(DEPRECATED) Apache Flink User Mailing List archive.

Re: Flink Kafka connector in Python

Posted by Xingbo Huang on
URL: http://deprecated-apache-flink-user-mailing-list-archive.369.s1.nabble.com/Flink-Kafka-connector-in-Python-tp36270p36640.html

Hi Manas,
If you want to return a RowType in Python UDF, you can use Row Class which extends from python tuple.
You can use the following statement to import Row : from pyflink.table import Row

Best,
Xingbo

Manas Kale <[hidden email]> 于2020年7月6日周一下午8:08写道：

I also tried doing this by using a User Defined Function.
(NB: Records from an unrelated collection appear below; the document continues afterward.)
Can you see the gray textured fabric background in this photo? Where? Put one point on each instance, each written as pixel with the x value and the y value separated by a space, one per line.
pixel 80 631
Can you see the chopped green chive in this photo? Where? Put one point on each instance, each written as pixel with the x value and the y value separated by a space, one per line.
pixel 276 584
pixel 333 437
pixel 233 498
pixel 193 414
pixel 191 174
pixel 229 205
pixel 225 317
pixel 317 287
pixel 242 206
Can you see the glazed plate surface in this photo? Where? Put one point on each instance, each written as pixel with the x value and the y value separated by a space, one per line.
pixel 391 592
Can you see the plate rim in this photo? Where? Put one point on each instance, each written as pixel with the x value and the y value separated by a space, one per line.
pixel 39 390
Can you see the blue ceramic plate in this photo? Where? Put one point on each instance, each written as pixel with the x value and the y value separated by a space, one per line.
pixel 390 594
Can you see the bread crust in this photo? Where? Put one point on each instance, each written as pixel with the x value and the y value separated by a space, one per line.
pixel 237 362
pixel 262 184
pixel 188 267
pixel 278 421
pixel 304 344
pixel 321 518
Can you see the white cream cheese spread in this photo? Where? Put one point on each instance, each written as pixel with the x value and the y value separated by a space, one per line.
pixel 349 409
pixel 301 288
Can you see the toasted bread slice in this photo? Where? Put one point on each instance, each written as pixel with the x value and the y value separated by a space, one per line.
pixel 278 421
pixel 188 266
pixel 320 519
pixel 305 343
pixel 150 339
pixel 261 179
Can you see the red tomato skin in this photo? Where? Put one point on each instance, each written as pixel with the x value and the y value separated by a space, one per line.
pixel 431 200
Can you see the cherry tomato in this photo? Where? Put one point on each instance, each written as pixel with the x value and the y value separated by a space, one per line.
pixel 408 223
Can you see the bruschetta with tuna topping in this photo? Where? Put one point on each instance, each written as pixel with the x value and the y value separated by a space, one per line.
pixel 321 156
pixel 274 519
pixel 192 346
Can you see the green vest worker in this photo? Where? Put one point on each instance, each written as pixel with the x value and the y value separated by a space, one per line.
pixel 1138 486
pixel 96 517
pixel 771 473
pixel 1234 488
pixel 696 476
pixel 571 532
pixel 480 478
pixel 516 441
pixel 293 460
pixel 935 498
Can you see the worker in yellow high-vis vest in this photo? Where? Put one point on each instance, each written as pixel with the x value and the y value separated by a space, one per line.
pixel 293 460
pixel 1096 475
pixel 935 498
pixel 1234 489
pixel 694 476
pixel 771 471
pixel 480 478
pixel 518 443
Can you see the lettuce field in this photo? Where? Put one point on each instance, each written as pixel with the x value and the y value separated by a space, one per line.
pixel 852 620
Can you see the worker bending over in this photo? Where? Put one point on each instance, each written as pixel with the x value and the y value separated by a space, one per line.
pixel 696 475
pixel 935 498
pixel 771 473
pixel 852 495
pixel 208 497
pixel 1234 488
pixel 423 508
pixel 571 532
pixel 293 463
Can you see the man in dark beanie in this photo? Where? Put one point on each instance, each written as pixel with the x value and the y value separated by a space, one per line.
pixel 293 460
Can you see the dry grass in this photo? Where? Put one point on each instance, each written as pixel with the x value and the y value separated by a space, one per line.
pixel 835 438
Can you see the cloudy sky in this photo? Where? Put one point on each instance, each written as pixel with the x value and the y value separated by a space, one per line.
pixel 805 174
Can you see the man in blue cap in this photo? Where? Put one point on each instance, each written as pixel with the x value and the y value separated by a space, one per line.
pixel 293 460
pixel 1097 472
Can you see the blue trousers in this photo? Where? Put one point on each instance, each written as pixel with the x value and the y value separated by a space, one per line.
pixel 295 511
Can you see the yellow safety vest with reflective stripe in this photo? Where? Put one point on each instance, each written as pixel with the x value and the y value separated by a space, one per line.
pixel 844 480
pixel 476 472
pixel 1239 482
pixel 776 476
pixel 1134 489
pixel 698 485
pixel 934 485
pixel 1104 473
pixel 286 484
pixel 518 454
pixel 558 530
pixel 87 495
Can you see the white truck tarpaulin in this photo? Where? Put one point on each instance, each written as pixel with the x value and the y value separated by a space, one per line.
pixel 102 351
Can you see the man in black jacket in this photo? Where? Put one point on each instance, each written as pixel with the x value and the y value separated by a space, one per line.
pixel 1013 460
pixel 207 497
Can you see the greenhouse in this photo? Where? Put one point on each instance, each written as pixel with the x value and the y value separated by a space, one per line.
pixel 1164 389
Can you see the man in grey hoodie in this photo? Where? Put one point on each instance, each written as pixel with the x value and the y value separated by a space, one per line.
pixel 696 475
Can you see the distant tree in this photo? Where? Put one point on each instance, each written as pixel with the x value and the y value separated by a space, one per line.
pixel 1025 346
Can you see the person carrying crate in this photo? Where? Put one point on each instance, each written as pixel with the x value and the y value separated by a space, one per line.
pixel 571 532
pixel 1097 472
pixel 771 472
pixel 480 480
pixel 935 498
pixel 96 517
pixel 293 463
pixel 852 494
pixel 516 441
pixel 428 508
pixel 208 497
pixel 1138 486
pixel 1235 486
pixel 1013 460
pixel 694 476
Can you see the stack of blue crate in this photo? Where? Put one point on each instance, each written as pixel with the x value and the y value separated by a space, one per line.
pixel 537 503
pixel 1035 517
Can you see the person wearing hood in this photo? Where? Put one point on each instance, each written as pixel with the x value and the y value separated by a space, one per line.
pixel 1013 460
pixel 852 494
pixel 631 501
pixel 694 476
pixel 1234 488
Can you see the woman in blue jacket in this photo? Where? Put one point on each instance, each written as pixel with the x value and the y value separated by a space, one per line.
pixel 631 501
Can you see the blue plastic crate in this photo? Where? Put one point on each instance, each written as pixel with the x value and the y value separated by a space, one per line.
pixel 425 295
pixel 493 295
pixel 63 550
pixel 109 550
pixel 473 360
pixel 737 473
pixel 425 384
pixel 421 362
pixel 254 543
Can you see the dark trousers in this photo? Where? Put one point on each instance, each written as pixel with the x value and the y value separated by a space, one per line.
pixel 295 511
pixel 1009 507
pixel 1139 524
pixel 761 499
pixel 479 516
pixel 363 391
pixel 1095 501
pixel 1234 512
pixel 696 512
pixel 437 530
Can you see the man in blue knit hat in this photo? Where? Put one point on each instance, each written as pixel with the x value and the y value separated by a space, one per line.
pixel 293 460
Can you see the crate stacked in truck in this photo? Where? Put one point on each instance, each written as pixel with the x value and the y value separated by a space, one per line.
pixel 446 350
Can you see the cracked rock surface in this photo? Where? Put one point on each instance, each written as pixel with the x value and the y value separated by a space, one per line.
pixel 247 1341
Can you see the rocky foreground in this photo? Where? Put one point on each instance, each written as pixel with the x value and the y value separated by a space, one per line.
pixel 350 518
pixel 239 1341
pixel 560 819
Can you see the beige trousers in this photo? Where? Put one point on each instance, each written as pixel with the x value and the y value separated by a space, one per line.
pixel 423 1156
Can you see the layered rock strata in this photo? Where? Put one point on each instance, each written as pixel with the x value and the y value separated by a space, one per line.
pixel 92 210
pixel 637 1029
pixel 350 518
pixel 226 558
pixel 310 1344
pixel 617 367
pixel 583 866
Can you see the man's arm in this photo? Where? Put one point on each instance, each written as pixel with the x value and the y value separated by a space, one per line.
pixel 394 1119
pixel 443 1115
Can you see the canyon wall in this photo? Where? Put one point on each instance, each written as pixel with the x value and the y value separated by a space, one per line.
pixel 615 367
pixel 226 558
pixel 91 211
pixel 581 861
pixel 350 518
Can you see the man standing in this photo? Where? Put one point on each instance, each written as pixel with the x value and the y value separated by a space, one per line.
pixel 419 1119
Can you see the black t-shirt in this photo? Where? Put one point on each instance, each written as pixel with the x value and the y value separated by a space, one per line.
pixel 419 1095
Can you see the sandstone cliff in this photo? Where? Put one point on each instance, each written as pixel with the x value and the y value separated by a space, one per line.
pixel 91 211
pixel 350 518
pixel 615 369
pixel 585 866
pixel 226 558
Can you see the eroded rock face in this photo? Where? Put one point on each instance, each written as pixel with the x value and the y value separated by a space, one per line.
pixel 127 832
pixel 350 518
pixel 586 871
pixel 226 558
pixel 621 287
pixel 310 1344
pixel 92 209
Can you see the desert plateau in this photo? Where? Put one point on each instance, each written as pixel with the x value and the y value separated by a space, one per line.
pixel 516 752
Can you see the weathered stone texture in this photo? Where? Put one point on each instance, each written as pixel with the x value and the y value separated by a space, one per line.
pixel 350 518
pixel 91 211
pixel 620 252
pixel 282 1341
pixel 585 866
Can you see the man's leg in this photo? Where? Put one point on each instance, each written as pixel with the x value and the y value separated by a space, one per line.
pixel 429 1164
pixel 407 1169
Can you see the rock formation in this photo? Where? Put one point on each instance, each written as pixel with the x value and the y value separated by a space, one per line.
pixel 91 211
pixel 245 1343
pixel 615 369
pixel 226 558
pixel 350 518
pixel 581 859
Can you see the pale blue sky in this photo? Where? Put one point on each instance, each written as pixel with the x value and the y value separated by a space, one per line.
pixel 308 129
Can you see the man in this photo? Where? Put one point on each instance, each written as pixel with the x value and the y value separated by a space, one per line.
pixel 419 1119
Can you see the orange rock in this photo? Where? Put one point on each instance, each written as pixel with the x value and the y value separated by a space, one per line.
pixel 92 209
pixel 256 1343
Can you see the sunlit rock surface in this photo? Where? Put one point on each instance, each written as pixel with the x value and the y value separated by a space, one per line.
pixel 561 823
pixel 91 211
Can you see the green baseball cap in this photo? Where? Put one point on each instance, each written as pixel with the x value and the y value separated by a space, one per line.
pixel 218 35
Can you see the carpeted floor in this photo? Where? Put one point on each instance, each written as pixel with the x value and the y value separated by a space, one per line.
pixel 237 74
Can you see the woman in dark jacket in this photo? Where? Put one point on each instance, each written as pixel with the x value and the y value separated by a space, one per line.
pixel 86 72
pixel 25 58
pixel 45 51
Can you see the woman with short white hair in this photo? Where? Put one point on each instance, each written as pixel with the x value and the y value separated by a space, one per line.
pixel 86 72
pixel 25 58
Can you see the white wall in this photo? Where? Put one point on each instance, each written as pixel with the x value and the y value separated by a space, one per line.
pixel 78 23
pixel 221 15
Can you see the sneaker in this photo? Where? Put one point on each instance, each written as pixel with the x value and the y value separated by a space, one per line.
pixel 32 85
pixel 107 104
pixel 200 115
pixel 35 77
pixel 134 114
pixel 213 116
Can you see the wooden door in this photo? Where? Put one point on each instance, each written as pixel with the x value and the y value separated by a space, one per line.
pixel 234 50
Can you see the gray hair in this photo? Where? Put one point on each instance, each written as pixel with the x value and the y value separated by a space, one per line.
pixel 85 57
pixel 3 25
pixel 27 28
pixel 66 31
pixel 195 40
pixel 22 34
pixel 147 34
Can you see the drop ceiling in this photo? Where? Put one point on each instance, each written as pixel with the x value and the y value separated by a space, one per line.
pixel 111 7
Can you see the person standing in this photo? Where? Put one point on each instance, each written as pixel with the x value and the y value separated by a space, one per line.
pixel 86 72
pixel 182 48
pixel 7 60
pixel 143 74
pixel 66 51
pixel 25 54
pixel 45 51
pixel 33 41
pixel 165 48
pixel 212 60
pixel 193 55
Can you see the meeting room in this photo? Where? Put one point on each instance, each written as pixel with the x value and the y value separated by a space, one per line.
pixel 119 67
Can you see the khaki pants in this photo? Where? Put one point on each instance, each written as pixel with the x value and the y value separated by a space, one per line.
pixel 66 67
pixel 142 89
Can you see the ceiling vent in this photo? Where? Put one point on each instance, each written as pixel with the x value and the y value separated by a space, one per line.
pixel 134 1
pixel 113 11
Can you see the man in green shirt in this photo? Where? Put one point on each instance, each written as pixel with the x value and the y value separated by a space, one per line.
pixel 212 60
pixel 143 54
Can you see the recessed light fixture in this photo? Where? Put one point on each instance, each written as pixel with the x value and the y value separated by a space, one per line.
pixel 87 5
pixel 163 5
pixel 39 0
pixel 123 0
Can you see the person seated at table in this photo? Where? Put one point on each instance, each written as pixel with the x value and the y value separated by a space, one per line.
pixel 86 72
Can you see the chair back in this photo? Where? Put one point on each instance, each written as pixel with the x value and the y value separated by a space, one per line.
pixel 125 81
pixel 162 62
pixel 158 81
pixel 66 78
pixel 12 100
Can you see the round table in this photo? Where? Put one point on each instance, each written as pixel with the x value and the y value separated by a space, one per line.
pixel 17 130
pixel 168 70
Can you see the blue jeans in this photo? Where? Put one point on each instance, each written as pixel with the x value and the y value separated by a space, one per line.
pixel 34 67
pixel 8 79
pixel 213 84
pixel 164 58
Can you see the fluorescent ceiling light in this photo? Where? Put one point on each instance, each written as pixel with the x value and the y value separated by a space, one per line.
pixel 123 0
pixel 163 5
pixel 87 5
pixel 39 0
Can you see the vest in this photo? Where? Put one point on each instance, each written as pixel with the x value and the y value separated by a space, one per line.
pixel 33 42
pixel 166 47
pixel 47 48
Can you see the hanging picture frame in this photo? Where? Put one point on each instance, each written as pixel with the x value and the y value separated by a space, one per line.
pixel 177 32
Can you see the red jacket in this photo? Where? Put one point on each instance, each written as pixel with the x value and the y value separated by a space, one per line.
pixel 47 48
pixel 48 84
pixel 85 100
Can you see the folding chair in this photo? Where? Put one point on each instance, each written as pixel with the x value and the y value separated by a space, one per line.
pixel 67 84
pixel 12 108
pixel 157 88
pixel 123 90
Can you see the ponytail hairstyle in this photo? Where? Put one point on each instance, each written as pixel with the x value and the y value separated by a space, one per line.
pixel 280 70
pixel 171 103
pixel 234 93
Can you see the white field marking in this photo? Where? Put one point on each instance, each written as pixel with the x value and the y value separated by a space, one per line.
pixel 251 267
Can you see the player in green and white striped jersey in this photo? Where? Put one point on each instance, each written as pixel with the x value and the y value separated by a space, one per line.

class DataConverter(ScalarFunction):
    def eval(self, str_data):
            data = json.loads(str_data)
            return ??     # I want to return data['0001'] in field 'feature1', data['0002'] in field 'feature2' etc.

t_env.register_function("data_converter", udf(DataConverter(), input_types = [DataTypes.STRING()],
                                              result_type =
                                              DataTypes.ROW([
                                                  DataTypes.FIELD("feature1", DataTypes.STRING())
                                              ])))


t_env.from_path(INPUT_TABLE) \
    .select("data_converter(data)") \ # <--- here "data" is the field "data" from the previous mail
    .insert_into(OUTPUT_TABLE)

I used a ROW to hold multiple values but I can't figure out how I can return a populated ROW object from the eval() method. Where is the method to construct a row/field object and return it?

Thanks!

On Fri, Jul 3, 2020 at 12:40 PM Manas Kale <[hidden email]> wrote:

Hi Xingbo,

Thanks for the reply, I didn't know that a table schema also needs to be declared after the connect or but I understand now.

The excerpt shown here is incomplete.